Grieving is a process, not unlike six degrees of separation. You’re familiar with the concept, I’m sure. Any individual can be traced to any other individual using a series of people in common, be they friends, work associates, family members, or whatnot. When someone dies you find out who is really in that circle, that framework of reference that surrounds you whether you know it or not. Now that I think about it, it’s also like Dante’s circles of hell in that each circle brings you closer and closer to something you don’t want to deal with — death. To that end, there are five degrees of grief that inform your actions at a funeral.
Obviously immediate family members represent that first degree of grief. When they die you’re at least expected to be there, to hold each others’ hands, to cry on command, simply put, to FEEL something. Perhaps you will read the eulogy, many sympathy cards make their way into your possession, maybe you take sole possession of the prayer lists of many of the elderly at your synagogue. Whatever is expected of you, nothing is unexpected. You can be your most dramatic when an immediate family member dies because anything less would be a shocking scar on your family image. In that first level, you need to re-familiarize yourself with the Josh Groban and the Sarah Brightman music you usually despise. It was you who picked it out for the service.
“Even if you didn’t know Great Aunt Hester all that well, she was still kin and her immediate family will need that money in the near future. Funerals are expensive.”
The second degree consists of extended family. Maybe you saw them once a year, or once in the last ten years, but you’re still needed as a family member to pick up the pieces when the mourning begins. In this second degree you are expected to fly out to West Omaha on a moment’s notice (or hopefully you’ve had time to prepare — flights can be wicked expensive), still participate in the hand-holding and tissue-handing, but more importantly, you’re needed for after-funeral duty. After-funeral duty is the cataloging of the meat loafs, the pumpkin pies, and the condolence gifts people have sent. You are of course surprised the first time you deal with this second degree of grieving because you had no idea how many people send monetary gifts to help the family out in their time of need. A lesser person would pocket some of this money but you don’t. Even if you didn’t know Great Aunt Hester all that well, she was still kin and her immediate family will need that money in the near future. Funerals are expensive.
In the third degree of grieving we have coworkers, former coworkers, people you used to go to school with but have since lost touch (i.e. the obligatory facebook adds), friends of family members (Uncle Jed who was never really your uncle), and former teachers.
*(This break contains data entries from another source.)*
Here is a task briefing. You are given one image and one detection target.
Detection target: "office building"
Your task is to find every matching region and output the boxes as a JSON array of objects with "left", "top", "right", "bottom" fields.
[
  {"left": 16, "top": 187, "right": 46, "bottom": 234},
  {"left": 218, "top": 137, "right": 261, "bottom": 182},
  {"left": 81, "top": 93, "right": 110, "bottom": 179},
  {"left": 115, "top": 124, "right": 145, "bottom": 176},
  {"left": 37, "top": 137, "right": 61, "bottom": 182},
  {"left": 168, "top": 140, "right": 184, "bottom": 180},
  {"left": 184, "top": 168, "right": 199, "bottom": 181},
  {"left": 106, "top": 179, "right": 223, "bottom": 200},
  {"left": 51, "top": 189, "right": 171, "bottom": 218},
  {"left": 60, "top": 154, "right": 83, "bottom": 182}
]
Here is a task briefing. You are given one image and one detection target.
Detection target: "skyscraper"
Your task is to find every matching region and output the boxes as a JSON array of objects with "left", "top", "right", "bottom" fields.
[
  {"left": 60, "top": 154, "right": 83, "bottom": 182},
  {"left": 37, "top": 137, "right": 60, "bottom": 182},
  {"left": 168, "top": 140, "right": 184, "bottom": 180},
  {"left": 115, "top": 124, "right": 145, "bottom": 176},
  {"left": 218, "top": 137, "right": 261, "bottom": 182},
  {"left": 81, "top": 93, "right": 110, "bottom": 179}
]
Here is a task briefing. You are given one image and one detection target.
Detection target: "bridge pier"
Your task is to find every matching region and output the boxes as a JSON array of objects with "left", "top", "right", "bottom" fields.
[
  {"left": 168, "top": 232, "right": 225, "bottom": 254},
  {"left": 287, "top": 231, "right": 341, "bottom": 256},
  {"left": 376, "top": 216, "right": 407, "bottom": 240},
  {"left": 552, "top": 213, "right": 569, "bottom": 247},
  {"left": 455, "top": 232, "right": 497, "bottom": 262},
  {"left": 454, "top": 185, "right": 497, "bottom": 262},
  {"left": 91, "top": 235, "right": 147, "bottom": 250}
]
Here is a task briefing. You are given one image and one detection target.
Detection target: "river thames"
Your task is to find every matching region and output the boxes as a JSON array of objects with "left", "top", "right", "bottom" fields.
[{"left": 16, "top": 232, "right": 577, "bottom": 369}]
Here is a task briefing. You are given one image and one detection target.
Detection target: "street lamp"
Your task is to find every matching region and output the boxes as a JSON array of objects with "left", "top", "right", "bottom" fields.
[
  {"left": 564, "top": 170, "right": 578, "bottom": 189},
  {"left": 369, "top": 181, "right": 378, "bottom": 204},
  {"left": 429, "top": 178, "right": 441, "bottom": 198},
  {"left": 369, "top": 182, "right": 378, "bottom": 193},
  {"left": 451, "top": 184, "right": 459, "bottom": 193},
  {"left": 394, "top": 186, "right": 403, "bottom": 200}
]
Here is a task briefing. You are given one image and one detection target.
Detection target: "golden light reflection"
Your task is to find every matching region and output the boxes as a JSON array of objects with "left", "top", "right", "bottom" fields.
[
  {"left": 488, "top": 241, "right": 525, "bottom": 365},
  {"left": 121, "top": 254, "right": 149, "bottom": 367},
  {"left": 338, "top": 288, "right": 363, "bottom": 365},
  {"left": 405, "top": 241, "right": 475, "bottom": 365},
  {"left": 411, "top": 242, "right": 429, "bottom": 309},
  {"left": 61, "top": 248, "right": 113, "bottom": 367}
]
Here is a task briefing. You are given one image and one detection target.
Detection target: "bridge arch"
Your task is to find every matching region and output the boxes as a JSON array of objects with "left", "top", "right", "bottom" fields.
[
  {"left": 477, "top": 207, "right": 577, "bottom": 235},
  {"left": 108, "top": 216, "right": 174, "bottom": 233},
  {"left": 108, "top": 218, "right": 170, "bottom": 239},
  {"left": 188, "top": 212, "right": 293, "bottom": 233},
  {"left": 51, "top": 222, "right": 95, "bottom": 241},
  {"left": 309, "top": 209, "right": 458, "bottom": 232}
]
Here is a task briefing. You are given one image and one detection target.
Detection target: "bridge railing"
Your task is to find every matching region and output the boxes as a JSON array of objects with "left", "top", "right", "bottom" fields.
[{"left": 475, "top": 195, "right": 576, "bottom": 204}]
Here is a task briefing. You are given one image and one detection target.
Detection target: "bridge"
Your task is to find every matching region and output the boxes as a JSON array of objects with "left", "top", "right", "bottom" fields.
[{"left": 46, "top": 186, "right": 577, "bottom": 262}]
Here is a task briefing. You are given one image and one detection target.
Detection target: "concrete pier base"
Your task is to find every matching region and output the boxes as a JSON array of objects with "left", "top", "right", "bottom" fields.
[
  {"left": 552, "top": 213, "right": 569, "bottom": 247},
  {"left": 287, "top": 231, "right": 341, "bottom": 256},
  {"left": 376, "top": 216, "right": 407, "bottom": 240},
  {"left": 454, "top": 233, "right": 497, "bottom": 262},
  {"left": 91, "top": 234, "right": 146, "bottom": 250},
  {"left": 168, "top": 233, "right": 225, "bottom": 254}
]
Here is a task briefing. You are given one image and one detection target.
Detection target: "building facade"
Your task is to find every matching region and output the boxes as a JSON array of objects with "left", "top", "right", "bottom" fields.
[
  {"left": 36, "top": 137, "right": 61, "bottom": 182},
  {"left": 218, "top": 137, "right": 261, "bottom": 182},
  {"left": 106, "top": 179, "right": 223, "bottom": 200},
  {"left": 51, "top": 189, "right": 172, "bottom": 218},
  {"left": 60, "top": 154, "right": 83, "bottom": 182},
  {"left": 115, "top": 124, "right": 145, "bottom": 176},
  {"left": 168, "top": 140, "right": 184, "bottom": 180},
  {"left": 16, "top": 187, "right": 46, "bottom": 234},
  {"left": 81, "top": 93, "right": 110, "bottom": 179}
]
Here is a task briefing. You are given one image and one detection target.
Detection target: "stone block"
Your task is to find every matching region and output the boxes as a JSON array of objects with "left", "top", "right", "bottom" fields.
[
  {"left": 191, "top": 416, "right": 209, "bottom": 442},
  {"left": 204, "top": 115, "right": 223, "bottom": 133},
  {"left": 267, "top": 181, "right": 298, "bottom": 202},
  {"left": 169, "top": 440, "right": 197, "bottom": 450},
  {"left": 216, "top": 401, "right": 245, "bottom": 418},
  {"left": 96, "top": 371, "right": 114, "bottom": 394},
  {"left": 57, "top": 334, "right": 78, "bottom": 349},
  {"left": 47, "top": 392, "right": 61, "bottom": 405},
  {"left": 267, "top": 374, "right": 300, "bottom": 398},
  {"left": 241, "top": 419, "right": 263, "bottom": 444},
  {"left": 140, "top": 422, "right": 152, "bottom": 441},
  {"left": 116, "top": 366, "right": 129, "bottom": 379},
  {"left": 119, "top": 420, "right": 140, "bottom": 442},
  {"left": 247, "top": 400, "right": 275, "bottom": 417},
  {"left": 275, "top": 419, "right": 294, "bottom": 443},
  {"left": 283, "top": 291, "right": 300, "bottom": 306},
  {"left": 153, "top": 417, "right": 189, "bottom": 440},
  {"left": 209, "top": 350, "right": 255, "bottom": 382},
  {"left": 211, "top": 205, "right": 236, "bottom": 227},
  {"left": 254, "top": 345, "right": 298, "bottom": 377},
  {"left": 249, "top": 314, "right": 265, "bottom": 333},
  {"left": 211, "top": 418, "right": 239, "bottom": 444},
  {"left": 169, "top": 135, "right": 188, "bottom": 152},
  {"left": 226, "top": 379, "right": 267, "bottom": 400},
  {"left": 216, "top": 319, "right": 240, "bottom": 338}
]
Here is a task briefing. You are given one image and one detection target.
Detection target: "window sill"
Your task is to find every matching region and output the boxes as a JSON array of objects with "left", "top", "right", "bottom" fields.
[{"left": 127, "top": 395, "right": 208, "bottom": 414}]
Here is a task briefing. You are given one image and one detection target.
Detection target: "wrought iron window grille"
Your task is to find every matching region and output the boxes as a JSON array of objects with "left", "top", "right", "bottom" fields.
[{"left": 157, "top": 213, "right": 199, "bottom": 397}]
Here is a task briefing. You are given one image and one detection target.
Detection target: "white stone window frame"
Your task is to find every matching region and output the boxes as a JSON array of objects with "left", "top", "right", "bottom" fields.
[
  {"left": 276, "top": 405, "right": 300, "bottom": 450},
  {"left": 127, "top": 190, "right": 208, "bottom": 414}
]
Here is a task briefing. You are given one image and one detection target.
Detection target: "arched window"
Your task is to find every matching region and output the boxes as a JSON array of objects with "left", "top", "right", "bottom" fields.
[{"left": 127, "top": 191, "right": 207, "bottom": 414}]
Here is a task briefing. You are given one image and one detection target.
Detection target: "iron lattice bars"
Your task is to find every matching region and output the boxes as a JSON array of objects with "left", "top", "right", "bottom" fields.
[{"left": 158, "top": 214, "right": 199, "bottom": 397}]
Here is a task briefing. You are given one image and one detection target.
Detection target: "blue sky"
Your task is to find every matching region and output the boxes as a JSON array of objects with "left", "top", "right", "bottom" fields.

While you might have had some personal connection with these people in the past, they no longer hold that special place in your heart they might have held before. Maybe you’ve spoken to them once in the past ten years. Perhaps you sent them a Christmas card every year because that’s what you felt was expected, plus they always sent you one first so you felt like you would have been remiss not to reciprocate. Whatever the case, you had drifted apart, but you feel beholden to the memories you shared to show up to the funeral. If it’s on a Friday night you’re golden and don’t have to take time off work. If it’s on a weeknight you don’t feel as obligated but you definitely still send a condolence card (with money inside). There’s no need to kill the fatted calf, though, because if you don’t show up to this funeral you won’t be missed. No one will be looking for you to hold their hands or stock their food. They have first and second degree grievers to do that for them.
The fourth degree is even further out. This degree is specifically for supporters. Some people are friends of people who’ve lost those close to them. Your husband lost his step-father so you are a plus-one at his funeral. It’s kind of like being a plus-one at a wedding, though, because while he’s expected to express his emotion, you are just there to show that he still has other people in his life who care for him. You can even smile at this funeral because you’re a sign that life goes on after death. It may even be a good experience for you so that when you become that second or first degree griever you’ve already seen how it’s done. Your husband will appreciate you for coming and his family will remember that when inviting people to barbecues and picnics in the future. You will be at the top of the list.
“They come with a morbid fascination about death, and their curiosity needs to be sated.”
Most people don’t even realize that there is a fifth degree, and indeed, it’s hard to distinguish it from the fourth. However, there are people who fit this category exclusively, because while they haven’t lost anyone close to them, they are always keenly aware of loss. They’re the elderly who frequent funerals, who schedule them like they schedule dentist appointments. They know it won’t be pleasant but they know they should go. They cry the loudest, stay the longest, and accompany the family to the burial plot. If it were possible, they would also lower the casket into the ground while quietly singing “Kumbaya” in unison. They thank god that it wasn’t them this time and hope that the next funeral isn’t one where others will be singing “Kumbaya” about them. Just like the fourth degree, these people want to see how it’s done. They come with a morbid fascination about death, and their curiosity needs to be sated. Usually the first and second degree grievers don’t mind them being there, even though they don’t fit the other categories, because it makes the funeral seem well-attended and we all know everyone’s keeping track of numbers.
So, you see, funerals are not as simple as you may have seen on Six Feet Under. They are complicated, but once you understand which degree you fit into, they can become a lot more manageable, and a lot more interesting.